As described in the introductory section, the whole resolution can be treated as a Markov Decision Process (MDP) (see MDP on Wikipedia). Treating the resolution process this way gave birth to implementations of predictors that are based on reinforcement learning (RL), such as a predictor based on Monte-Carlo tree search or another predictor based on Temporal Difference (TD) learning.

MCTS based predictor as well as TD learning based predictor share core ideas and concepts. As both RL algorithms expect an opponent in their basic implementation, these algorithms had to be additionally adjusted to work well in a resolution process. The main adjustment lies in balancing exploration and exploitation as there is no “opponent” to play against (formulas like UCB1 cannot be easily applied).

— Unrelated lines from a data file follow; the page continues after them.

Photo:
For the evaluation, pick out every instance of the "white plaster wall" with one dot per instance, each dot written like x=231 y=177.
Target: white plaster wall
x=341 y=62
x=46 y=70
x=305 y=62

Balancing exploration and exploitation in RL driven resolution process

Exploring the whole state space of all the possible software stacks can be time and computationally intensive task. Given the size of software stacks for any real world applications, it is often nearly impossible to explore the whole state space in a reasonable time. Resolving all the stacks can result in billions of combinations that are additionally scored.

In these cases, the real opponent to play against is time. The idea of temperature function from adaptive simulated annealing was used. The temperature function balances exploration and exploitation. If the temperature drops to 0, only exploitation is done. Otherwise, exploration is done with a certain probability of exploration given the current temperature (the lower temperature is, the lower probability of exploration). The temperature can take into account number of software stacks resolved so far, number of software stacks to resolve, number of resolver rounds and other internal attributes of resolver.

Note

The temperature function can be plotted when --plot option is supplied to an adviser run.

Predictor based on Temporal Difference learning

Another predictor, TD-learning based predictor, learns policy each time a successful step is performed, even though it does not produce any final state. This reduces bias, but, considering real world stacks, takes too much time to produce final stacks in comparision to MCTS based predictor.